Disorder‐Controlled Efficient Doping of Conjugated Polymers for High‐Performance Organic Thermoelectrics

Abstract Molecular doping of conjugated polymers (CPs) is critical to improve their electrical properties in organic thermoelectric materials, which are promising candidates for low‐temperature energy harvesting and self‐powered sensors. Because excessive dopants are used in the doping process, securing highly crystalline CPs by suppressing dopant‐induced disorder is crucial. Recently, tris(pentafluorophenyl)borane (BCF) has attracted interest as a strong Brønsted acid dopant that enables efficient integer charge transfer by forming a complex with water. However, the crystalline ordering of BCF‐doped CPs has not been properly controlled; the resultant thermoelectric performance is therefore still lower than other p‐doped CPs prepared by conventional redox doping.
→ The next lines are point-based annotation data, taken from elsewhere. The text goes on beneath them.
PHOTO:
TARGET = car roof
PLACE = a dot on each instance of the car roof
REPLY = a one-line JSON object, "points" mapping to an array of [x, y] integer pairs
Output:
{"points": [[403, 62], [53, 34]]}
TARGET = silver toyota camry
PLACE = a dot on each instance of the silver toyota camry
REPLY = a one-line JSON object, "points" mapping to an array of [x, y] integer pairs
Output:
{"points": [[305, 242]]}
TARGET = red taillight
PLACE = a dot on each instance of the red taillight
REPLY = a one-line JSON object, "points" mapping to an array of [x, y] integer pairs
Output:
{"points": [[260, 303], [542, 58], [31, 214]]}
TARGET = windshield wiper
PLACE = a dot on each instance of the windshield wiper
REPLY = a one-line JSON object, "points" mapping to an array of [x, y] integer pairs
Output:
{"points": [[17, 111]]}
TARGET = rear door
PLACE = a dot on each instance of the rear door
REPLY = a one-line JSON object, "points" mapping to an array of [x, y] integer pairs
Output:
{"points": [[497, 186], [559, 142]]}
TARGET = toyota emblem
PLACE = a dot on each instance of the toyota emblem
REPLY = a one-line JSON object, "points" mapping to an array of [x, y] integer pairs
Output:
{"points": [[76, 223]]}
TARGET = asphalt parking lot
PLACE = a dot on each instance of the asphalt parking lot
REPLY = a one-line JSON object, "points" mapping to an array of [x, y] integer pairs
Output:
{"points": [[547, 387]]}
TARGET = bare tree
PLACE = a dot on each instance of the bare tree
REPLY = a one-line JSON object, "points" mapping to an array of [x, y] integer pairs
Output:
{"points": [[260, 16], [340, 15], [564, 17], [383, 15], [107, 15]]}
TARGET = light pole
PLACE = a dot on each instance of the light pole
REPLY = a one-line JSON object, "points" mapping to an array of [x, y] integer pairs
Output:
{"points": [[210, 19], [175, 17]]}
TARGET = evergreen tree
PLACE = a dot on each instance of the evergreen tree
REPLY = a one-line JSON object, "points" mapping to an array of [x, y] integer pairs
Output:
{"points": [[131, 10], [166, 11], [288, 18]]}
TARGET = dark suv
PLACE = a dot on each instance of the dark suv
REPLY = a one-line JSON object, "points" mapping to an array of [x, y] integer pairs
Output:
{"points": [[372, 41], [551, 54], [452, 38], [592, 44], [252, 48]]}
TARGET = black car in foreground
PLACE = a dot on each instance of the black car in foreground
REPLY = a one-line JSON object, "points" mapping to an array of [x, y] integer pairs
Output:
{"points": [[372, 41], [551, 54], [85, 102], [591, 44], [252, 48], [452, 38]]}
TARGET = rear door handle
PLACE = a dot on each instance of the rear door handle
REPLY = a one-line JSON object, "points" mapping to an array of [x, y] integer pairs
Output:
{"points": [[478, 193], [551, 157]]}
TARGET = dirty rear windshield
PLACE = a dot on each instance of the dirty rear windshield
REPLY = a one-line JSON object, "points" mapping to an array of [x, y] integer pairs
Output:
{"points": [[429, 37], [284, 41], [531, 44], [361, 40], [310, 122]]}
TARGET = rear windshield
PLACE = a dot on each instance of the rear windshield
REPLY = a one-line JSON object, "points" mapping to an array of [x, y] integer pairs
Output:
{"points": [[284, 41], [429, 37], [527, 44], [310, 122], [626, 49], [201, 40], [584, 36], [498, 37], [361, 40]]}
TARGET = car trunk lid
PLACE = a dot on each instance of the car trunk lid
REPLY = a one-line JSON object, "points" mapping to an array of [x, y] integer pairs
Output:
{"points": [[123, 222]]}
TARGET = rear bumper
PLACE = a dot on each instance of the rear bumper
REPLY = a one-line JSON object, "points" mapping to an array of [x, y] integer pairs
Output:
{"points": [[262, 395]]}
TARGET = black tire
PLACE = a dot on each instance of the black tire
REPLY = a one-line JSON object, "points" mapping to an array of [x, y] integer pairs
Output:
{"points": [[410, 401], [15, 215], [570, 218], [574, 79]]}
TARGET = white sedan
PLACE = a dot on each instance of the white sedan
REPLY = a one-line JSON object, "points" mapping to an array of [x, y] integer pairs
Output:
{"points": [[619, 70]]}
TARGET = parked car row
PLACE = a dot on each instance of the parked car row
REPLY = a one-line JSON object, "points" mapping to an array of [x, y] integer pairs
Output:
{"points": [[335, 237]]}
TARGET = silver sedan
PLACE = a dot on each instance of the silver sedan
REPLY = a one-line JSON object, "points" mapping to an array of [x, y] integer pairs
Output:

Here, an efficient doping strategy is proposed with BCF to attain highly doped CPs with dramatically suppressed structural and energetic disorder. In a non‐polar aliphatic solvent, hexane, BCF can effectively diffuse into poly[2,5‐bis(3‐tetradecylthiophen‐2‐yl)thieno[3,2‐ b ]thiophene] (PBTTT) via sequential doping, leading to remarkable electrical conductivity and power factor of 230 S cm −1 and 140 µW m −1 K −2 , respectively. In addition, sequentially doped films exhibit highly delocalized transport characteristics owing to the low degree of charge carrier localization within their high solid‐state ordering. The results provide an approach for disorder‐tolerant doping strategies with a systematic investigation of structure–property relationships in highly doped CPs.